Bizim zamanımızda genelde evde doğum yapılırdı ya, doğum yaptıran ebeler de bebeğin göbeklerini keserken bir isim koyarlarmış, hani “göbek adı” denilen cinsinden…

Hah işte, resmi kayıtlarda olmayan göbek adım meğerse “Fatma”ymış!

İşin ilginci sonu “A” ile biten isimler meğerse dört ayak üzerine düşerlermiş!

O an adım önce Nilgün tarafından “Fatmagül” olarak telaffuz edilse de “Fatmagül’ün suçu ne?” den yola çıkarak başıma bir haller gelmemesi babında yalın olarak “Fatma’ya indirgeniverdi!...

Benim için hava hoş…

Ayol neye el atsam kuruyor, hani yani “Dudu” koy adını deseler, kabulüm!

******

Şimdi adı “Dudu” olanlar alınmasınlar, kız kardeşim ile aramızdaki bir gençlik esprisi, şöyle ki:

Birimiz on beş, diğerimiz on altı yaşlarımızdayız, babamın yanında çalışanlar bayram ziyaretine geliyorlar, bizi ilk kez görüyorlar…

Onların yanında Nilgün bana “Dudu” diye hitap ediyor!

Sinirden çatlamıştım, alelacele ne isim bulayım derken “Zahide” çıkmıştı ağzımdan; itiraf etmem gerekir ki “Dudu” kadar etkili olmamıştı!

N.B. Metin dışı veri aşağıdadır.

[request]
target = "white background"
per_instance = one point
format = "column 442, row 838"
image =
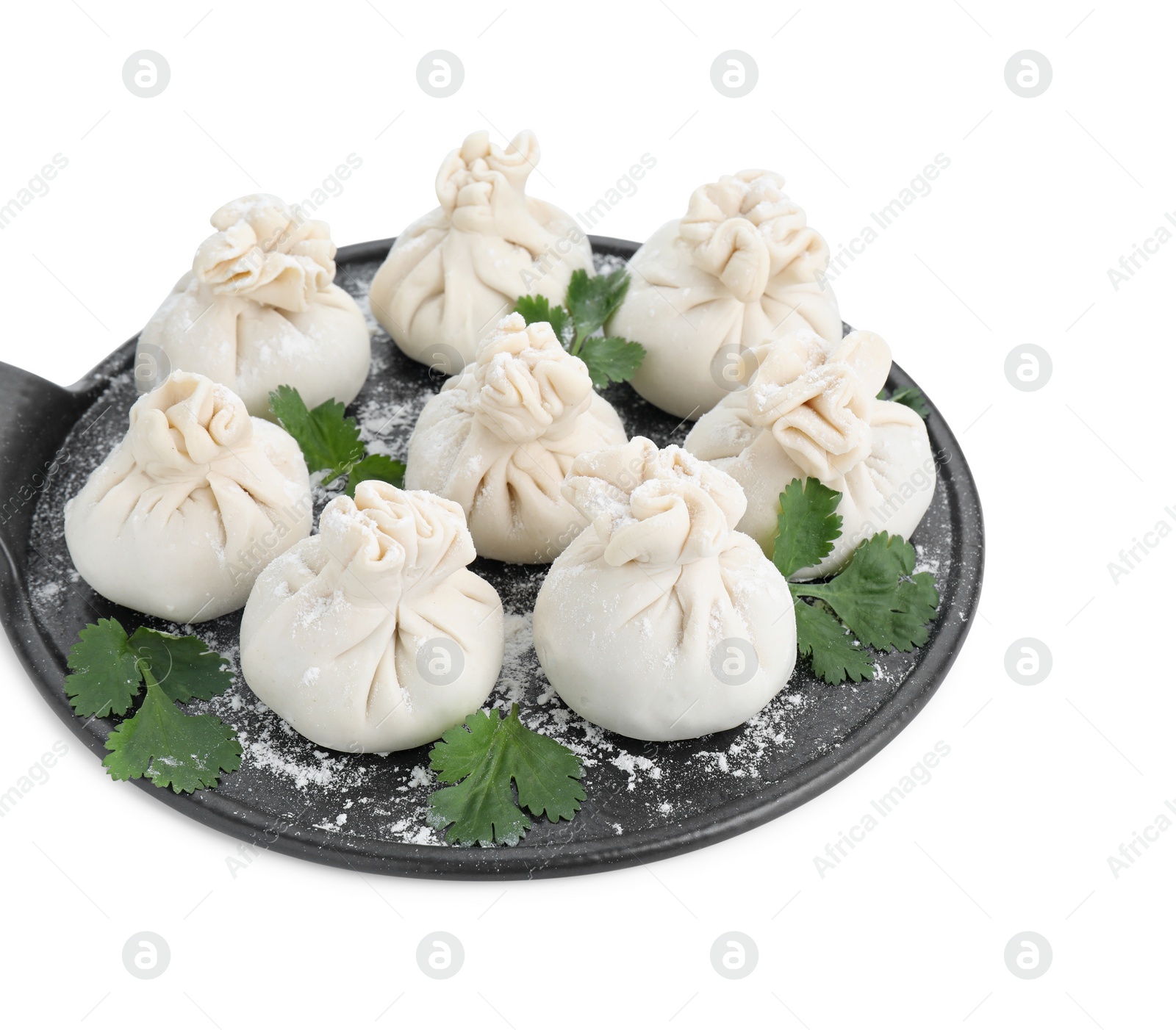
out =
column 1013, row 246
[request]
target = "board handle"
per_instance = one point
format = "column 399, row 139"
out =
column 35, row 417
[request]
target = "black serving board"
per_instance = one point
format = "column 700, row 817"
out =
column 368, row 812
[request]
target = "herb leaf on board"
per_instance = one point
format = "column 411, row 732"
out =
column 589, row 303
column 880, row 597
column 170, row 748
column 835, row 654
column 331, row 442
column 484, row 759
column 159, row 741
column 807, row 526
column 105, row 671
column 876, row 601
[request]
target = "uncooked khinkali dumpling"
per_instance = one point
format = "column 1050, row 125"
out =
column 500, row 438
column 260, row 309
column 191, row 505
column 373, row 635
column 740, row 268
column 452, row 274
column 660, row 621
column 811, row 411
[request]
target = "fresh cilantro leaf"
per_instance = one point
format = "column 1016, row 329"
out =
column 911, row 397
column 159, row 741
column 105, row 677
column 539, row 309
column 592, row 300
column 172, row 749
column 835, row 655
column 482, row 757
column 807, row 526
column 376, row 467
column 611, row 359
column 182, row 666
column 880, row 597
column 329, row 439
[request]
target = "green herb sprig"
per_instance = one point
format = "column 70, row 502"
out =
column 589, row 303
column 878, row 601
column 331, row 441
column 168, row 746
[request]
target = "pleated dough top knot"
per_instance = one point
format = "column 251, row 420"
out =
column 527, row 386
column 480, row 184
column 745, row 232
column 817, row 397
column 656, row 507
column 394, row 542
column 187, row 425
column 268, row 252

O gülmüş geçmiş, ben hem gülüp, hem de bir taraftan sinirden tırnaklarımı yemiştim!

******

Ayol, annem bile o gün geçirirken “Hadi güle güle Fatma’cığım” dedi; zannımca iki koca boşamamın altında da “G” ve “Ü” harflerinin duble etkisi olduğunu düşündüler!

Aman, onları kıracak mıyım; hem kim bilir, denemekten ne zarar gelir?

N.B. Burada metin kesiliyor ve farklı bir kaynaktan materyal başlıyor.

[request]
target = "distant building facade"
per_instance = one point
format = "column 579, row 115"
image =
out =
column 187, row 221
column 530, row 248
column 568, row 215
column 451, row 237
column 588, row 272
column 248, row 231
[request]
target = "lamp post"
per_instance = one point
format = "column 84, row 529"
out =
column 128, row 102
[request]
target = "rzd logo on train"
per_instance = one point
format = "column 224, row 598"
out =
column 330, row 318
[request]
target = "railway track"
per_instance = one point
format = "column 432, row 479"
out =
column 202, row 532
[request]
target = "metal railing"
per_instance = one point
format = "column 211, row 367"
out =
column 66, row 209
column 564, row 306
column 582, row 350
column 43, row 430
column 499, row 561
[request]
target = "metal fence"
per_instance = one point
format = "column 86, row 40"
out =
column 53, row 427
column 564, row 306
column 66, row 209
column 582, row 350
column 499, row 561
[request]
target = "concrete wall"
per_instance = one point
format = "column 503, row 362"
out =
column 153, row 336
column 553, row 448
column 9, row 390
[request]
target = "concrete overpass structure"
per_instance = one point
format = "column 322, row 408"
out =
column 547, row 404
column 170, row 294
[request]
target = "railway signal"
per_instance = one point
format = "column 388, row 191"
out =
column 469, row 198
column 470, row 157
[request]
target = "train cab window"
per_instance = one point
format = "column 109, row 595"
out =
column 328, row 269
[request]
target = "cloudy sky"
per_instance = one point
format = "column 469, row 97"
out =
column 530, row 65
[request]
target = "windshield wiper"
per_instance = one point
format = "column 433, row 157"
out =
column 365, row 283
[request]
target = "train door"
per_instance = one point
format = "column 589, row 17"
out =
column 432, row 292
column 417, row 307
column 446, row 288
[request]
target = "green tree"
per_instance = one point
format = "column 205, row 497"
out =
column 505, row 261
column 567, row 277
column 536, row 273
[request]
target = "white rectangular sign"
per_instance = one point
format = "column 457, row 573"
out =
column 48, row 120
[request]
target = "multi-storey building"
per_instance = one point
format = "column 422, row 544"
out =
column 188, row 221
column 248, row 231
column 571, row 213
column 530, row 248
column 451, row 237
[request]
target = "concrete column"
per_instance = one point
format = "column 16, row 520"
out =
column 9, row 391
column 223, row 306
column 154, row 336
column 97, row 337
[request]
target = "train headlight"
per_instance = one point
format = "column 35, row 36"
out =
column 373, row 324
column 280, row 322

Bakarsınız “Fatma” adı uğurlu gelir, üçüncü koca falan gibi bir niyetim yok, şimdiki adım evlen-boşan anlamında pek elverişli zira!...

******

Haa, bu arada, ismi “B” ile başlayanlar ile, isminde iki adet “E” harfi bulunanlar ikili ilişkilerinde dikiş tutturamazlarmış!

Diğer tüyoları henüz alamadım, ama “Fatma” adı pozitif enerji anlamında pek güzelmiş!

Bir de “C” harfi yaratıcılığı beraberinde getirmekteymiş…

******

İlle de yazınsal olarak değişiklik yapmak da gerekmiyormuş, ses daha önemli olup, etrafınızdaki kişilerin size sesleniş yankıları evrene dağılıyormuş; şimdi tüm yakın çevremi “Bana Fatma de ne olur!” diye ikna etme durumundayım!

Kırmıyorlar sağ olsunlar da, zorlandığımız kesin!

Hani yani sokakta biri “Fatma” dese dönüp bakmam, yakında “Gülgün” deseler de bakamazsam ne olur, işte onu bilemem!

İşi en ciddiye alanlar da oğlumun arkadaşları, dedim ya kırmıyorlar diye, “Gülg… ay Fatma Teyze” en çok duyduğum seslenişlerden oldu son zamanlarda, ha gayret, Fatma… Fatma… Fatma…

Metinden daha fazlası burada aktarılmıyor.